About the Royal Botanic Gardens, Kew Research Repository

The Royal Botanic Gardens, Kew Research Repository is an open access repository for the research produced by staff and research associates of RBG Kew.

Kew’s mission is to be the global resource for plant and fungal knowledge, building an understanding of the world’s plants and fungi upon which all our lives depend. We use the power of our science and the rich diversity of our gardens and collections to provide knowledge, inspiration and understanding of why plants and fungi matter to everyone.

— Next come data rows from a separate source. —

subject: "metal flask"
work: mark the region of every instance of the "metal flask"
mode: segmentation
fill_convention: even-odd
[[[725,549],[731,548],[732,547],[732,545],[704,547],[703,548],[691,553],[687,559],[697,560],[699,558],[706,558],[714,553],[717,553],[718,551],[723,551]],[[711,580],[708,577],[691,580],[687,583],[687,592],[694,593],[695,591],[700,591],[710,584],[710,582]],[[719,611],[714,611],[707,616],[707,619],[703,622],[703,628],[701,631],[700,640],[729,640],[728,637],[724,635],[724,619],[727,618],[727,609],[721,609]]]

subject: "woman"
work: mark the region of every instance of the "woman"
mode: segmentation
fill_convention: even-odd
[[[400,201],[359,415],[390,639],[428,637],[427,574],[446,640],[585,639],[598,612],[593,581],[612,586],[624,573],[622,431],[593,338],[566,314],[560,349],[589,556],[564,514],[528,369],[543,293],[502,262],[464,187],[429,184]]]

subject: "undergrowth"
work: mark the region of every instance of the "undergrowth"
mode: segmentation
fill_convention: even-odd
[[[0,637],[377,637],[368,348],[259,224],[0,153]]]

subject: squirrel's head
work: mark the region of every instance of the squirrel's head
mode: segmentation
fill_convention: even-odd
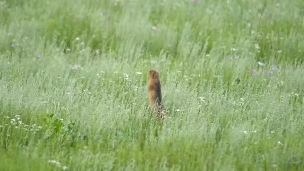
[[[160,73],[156,70],[151,70],[149,72],[149,78],[152,79],[160,79]]]

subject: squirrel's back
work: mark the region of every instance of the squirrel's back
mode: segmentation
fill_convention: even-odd
[[[158,116],[162,118],[164,105],[160,73],[152,70],[149,72],[148,96],[150,107],[156,110]]]

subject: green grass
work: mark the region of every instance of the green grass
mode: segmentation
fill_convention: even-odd
[[[0,1],[0,170],[302,169],[304,14],[302,0]]]

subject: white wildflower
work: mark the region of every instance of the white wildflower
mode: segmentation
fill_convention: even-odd
[[[262,62],[258,62],[258,64],[259,66],[265,66],[265,64],[264,64],[264,63],[262,63]]]
[[[256,49],[257,50],[260,50],[260,46],[258,46],[258,44],[254,44],[254,47],[256,48]]]
[[[58,168],[61,168],[61,164],[58,162],[57,162],[54,160],[48,160],[48,162],[51,164],[55,164]]]

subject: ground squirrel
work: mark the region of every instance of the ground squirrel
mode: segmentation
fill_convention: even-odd
[[[162,84],[160,73],[152,70],[149,72],[148,92],[150,107],[156,112],[158,118],[164,118],[164,104],[162,102]]]

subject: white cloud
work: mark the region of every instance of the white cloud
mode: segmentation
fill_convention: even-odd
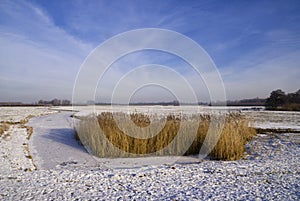
[[[9,1],[1,10],[11,24],[0,26],[0,101],[70,99],[76,73],[91,46],[55,26],[30,3]]]

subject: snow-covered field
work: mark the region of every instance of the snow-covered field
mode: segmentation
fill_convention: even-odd
[[[191,106],[186,109],[195,111]],[[102,110],[109,109],[97,108]],[[85,114],[86,111],[81,110]],[[133,111],[139,112],[139,108]],[[53,112],[48,108],[0,108],[0,120],[20,122],[29,115]],[[257,127],[300,127],[300,113],[243,112],[253,117]],[[300,199],[299,133],[259,134],[247,145],[247,153],[239,161],[181,157],[174,164],[155,165],[153,162],[158,160],[167,163],[169,157],[95,160],[74,140],[70,114],[60,112],[31,118],[27,124],[33,127],[30,140],[21,124],[11,125],[8,137],[2,135],[0,200]],[[26,144],[29,152],[24,148]],[[28,153],[32,160],[25,156]],[[150,163],[143,167],[111,168],[116,163],[132,165],[140,160]],[[37,170],[29,171],[33,167]]]

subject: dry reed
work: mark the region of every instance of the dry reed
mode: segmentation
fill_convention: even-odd
[[[103,112],[82,118],[76,126],[76,135],[88,151],[98,157],[195,155],[199,154],[211,121],[210,115],[168,115],[163,121],[158,116],[150,118],[145,114]],[[155,135],[149,137],[150,133]],[[210,150],[210,158],[241,158],[245,144],[255,134],[242,114],[227,114],[219,139]]]

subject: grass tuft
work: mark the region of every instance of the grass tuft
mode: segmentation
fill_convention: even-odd
[[[128,119],[135,125],[132,126]],[[210,115],[168,115],[165,120],[154,116],[150,121],[145,114],[103,112],[81,119],[76,126],[76,137],[98,157],[195,155],[199,154],[202,145],[213,142],[216,137],[212,135],[206,139],[211,122]],[[216,125],[218,129],[220,125]],[[216,129],[212,131],[216,132]],[[209,153],[210,158],[240,159],[245,144],[255,134],[249,119],[241,113],[227,114],[219,139]]]

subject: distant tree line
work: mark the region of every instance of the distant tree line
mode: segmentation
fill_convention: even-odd
[[[265,106],[267,110],[300,111],[300,89],[289,94],[281,89],[272,91]]]
[[[69,100],[60,100],[60,99],[53,99],[51,101],[44,101],[44,100],[39,100],[38,102],[39,105],[53,105],[53,106],[67,106],[71,105],[71,101]]]

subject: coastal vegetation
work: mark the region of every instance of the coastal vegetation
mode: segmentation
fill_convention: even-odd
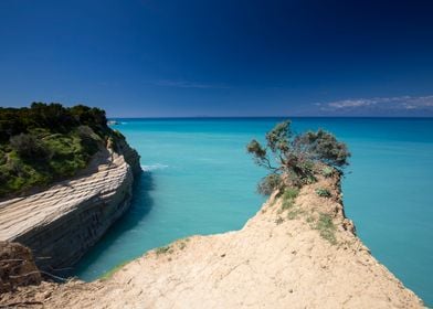
[[[270,171],[257,187],[265,195],[313,183],[320,173],[341,173],[350,157],[346,145],[334,135],[323,129],[295,135],[289,120],[277,124],[265,139],[265,146],[255,139],[246,146],[255,163]]]
[[[99,108],[55,103],[0,108],[0,198],[75,175],[119,138]]]

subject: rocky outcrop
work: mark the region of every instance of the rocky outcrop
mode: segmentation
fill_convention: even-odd
[[[109,148],[109,147],[108,147]],[[139,156],[124,140],[101,150],[80,177],[0,203],[0,241],[30,247],[55,271],[76,263],[128,209]]]
[[[423,308],[353,231],[338,178],[319,179],[295,201],[274,194],[241,231],[179,239],[108,279],[23,288],[3,303],[50,290],[43,308]]]
[[[0,294],[40,283],[32,252],[18,243],[0,242]]]

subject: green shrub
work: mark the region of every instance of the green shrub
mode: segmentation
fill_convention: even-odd
[[[0,198],[76,174],[112,136],[123,137],[108,128],[98,108],[0,107]]]
[[[325,168],[321,169],[321,174],[323,174],[325,178],[330,178],[330,177],[332,177],[332,175],[335,174],[335,172],[336,172],[336,170],[332,169],[331,167],[325,167]]]
[[[50,153],[41,140],[29,134],[11,137],[10,145],[22,159],[46,160]]]
[[[285,182],[302,187],[316,181],[318,166],[341,170],[348,164],[350,152],[346,145],[321,129],[295,135],[291,121],[277,124],[266,134],[266,143],[253,139],[246,146],[254,162],[272,174],[284,174]]]
[[[257,185],[257,192],[263,195],[271,195],[275,190],[283,188],[283,180],[279,174],[268,174],[262,179]]]
[[[321,196],[321,198],[330,198],[330,196],[331,196],[329,190],[328,190],[328,189],[325,189],[325,188],[318,188],[318,189],[316,189],[316,194],[319,195],[319,196]]]

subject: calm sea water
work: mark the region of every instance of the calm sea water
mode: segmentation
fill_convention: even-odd
[[[264,199],[264,171],[245,153],[277,118],[119,119],[144,172],[130,211],[81,260],[93,280],[146,251],[193,234],[239,230]],[[433,303],[433,119],[294,118],[296,131],[325,128],[349,145],[347,215],[372,254]]]

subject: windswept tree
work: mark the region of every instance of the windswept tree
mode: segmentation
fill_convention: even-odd
[[[325,130],[295,135],[291,121],[277,124],[266,134],[266,145],[253,139],[246,146],[254,161],[270,171],[258,184],[258,192],[271,194],[284,185],[302,187],[314,182],[319,169],[330,167],[337,172],[348,164],[346,145]]]

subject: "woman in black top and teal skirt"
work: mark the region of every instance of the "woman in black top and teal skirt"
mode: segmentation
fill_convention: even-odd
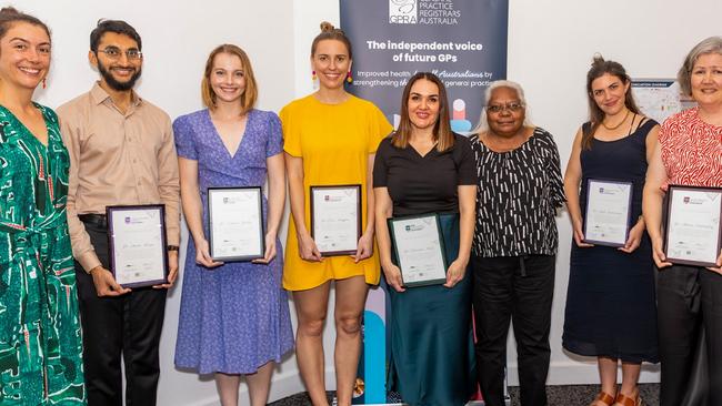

We will only achieve this mission if we are able to share our research outputs with scientists, students, policymakers, governments and anyone else interested in our work. The outputs contained in this research repository encompass the work of around 350 science-based staff and around 200 honorary researchers and postgraduate students. This repository, for the first time, makes their research outputs discoverable and accessible for everybody.

Repository aims

The aims of the repository are to:

     1. Provide a reliable source of information about research undertaken by Kew staff, individually or in collaboration with other research organisations

     2. Provide a single point of open access to our full-text research outputs wherever possible

     3. Make our research easier to find, and enhance the contribution we make to UK and international research

     4. Respond to the open access expectations of our research funders.

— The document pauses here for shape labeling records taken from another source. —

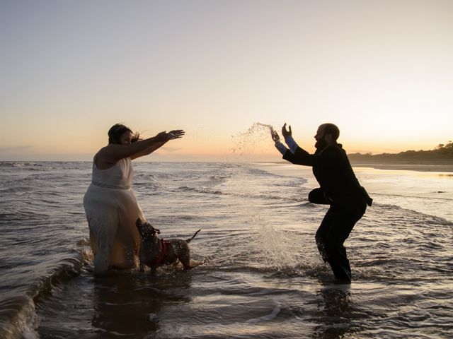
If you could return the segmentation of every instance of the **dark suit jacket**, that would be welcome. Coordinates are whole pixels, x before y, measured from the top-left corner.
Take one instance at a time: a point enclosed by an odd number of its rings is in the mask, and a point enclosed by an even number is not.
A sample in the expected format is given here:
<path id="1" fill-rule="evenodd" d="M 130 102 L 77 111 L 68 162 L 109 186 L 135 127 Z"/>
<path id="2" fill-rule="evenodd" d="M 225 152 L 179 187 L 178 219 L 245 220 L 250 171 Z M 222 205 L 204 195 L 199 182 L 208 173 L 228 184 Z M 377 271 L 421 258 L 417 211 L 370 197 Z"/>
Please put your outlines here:
<path id="1" fill-rule="evenodd" d="M 313 167 L 313 174 L 326 199 L 326 203 L 354 210 L 362 206 L 365 208 L 365 203 L 371 206 L 372 199 L 355 177 L 341 144 L 316 150 L 314 154 L 298 147 L 294 154 L 287 150 L 283 159 L 293 164 Z"/>

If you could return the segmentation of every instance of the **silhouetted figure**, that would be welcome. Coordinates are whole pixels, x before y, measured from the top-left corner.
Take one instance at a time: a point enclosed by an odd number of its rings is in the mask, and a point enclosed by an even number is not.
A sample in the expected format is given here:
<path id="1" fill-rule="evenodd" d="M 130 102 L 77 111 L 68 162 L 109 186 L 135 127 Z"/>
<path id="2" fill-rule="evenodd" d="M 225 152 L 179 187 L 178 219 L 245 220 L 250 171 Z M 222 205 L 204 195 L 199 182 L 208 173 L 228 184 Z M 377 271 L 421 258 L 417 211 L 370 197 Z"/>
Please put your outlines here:
<path id="1" fill-rule="evenodd" d="M 283 159 L 296 165 L 311 166 L 320 187 L 311 191 L 309 201 L 314 203 L 330 205 L 315 239 L 324 262 L 328 262 L 335 278 L 350 282 L 351 268 L 346 256 L 345 240 L 355 223 L 371 206 L 372 199 L 360 186 L 343 149 L 337 143 L 340 130 L 333 124 L 323 124 L 318 128 L 314 154 L 309 154 L 297 145 L 292 136 L 291 126 L 282 129 L 282 134 L 289 149 L 280 141 L 278 134 L 271 132 L 275 147 Z"/>

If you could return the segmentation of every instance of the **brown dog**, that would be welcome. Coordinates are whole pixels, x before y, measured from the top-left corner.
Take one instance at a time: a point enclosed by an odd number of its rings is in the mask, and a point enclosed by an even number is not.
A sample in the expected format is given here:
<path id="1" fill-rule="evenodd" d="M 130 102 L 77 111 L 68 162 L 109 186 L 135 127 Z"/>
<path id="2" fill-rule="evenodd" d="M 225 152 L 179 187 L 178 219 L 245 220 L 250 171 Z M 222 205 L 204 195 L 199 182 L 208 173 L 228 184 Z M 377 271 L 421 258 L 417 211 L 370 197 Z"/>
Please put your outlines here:
<path id="1" fill-rule="evenodd" d="M 200 264 L 190 265 L 190 249 L 188 244 L 201 230 L 198 230 L 193 237 L 187 240 L 164 240 L 156 235 L 160 234 L 161 231 L 153 227 L 149 222 L 143 223 L 140 218 L 138 218 L 135 225 L 142 237 L 139 253 L 142 272 L 144 271 L 147 266 L 150 267 L 151 273 L 154 273 L 159 266 L 176 263 L 178 260 L 186 270 L 193 268 Z"/>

Material not produced by or in association with Kew staff is not eligible for inclusion.

Content in the repository

The repository currently houses material such as journal articles, conference papers, books and book chapters, reports, datasets and images. Where the full item cannot be added, metadata about the research output is provided together with a link to the full item where possible.

Currently, this is a pilot repository. Therefore, not all of Kew’s research outputs are available. All peer-reviewed papers from January 2019 are currently held, along with some examples of datasets, maps, books and reports.

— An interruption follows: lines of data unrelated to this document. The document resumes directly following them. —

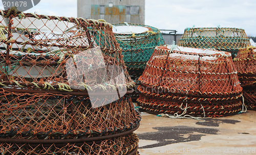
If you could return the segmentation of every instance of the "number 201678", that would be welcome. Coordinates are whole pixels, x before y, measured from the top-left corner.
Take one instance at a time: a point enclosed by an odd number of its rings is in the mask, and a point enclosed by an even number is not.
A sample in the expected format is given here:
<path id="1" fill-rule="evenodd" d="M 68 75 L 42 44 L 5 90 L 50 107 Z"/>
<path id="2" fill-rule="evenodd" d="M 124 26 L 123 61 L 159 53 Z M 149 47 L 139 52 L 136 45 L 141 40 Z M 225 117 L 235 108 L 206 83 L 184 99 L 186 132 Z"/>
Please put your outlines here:
<path id="1" fill-rule="evenodd" d="M 4 7 L 27 7 L 27 2 L 3 2 L 3 4 Z"/>

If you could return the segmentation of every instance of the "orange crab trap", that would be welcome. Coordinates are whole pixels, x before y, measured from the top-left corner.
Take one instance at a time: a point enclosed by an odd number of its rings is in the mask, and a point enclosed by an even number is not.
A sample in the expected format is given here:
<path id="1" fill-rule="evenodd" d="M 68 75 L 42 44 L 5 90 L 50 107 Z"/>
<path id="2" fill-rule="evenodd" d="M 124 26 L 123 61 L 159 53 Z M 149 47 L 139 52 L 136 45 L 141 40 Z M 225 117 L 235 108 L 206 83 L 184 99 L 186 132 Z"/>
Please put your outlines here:
<path id="1" fill-rule="evenodd" d="M 0 12 L 0 152 L 137 153 L 135 84 L 111 24 Z"/>
<path id="2" fill-rule="evenodd" d="M 239 48 L 250 45 L 244 30 L 228 28 L 189 28 L 185 29 L 178 45 L 217 50 L 237 55 Z"/>
<path id="3" fill-rule="evenodd" d="M 248 109 L 256 110 L 256 47 L 240 48 L 233 59 Z"/>
<path id="4" fill-rule="evenodd" d="M 161 32 L 151 26 L 127 22 L 113 26 L 116 41 L 123 49 L 128 72 L 134 79 L 139 77 L 155 47 L 165 44 Z"/>
<path id="5" fill-rule="evenodd" d="M 150 113 L 215 117 L 244 111 L 229 53 L 157 46 L 139 81 L 138 104 Z"/>

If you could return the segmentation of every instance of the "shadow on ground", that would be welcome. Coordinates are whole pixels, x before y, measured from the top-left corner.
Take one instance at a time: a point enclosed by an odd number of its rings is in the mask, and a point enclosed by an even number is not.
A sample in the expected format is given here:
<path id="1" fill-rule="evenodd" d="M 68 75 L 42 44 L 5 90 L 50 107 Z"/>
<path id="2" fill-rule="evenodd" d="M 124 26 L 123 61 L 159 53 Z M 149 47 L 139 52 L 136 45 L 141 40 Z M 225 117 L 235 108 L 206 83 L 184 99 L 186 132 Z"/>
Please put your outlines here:
<path id="1" fill-rule="evenodd" d="M 217 135 L 218 129 L 193 127 L 186 126 L 156 127 L 156 132 L 137 134 L 140 139 L 157 141 L 158 143 L 140 147 L 139 148 L 149 148 L 166 145 L 199 141 L 202 136 L 206 135 Z"/>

We hope that by April 2020 further outputs will be added, creating a complete repository for Kew’s contemporary research.

Shared repository service

The repository is part of a Shared Research Repository pilot service, encompassing the research outputs of a small number of UK cultural and heritage institutions: the British Library, British Museum, National Museums Scotland, MOLA (Museum of London Archaeology) and Royal Botanic Gardens, Kew. Our separate repositories can be visited each in turn or explored together via a single search through the collaborative Shared Repository page. The British Library manages the shared repository service. In the current beta phase, we welcome your feedback as we explore options to move to a full shared repository service.

The other repositories can be found here:

British Library research repository

British Museum research repository

MOLA research repository

National Museums Scotland research repository

Software

The repository is built using Samvera Hyku, a rapidly developing open source repository software in which multitenancy is a key feature. The British Library’s shared repository pilot project is an early adopter of the Hyku platform and the Library looks forward to sharing its experience around scalability, multi-tenancy and user experience.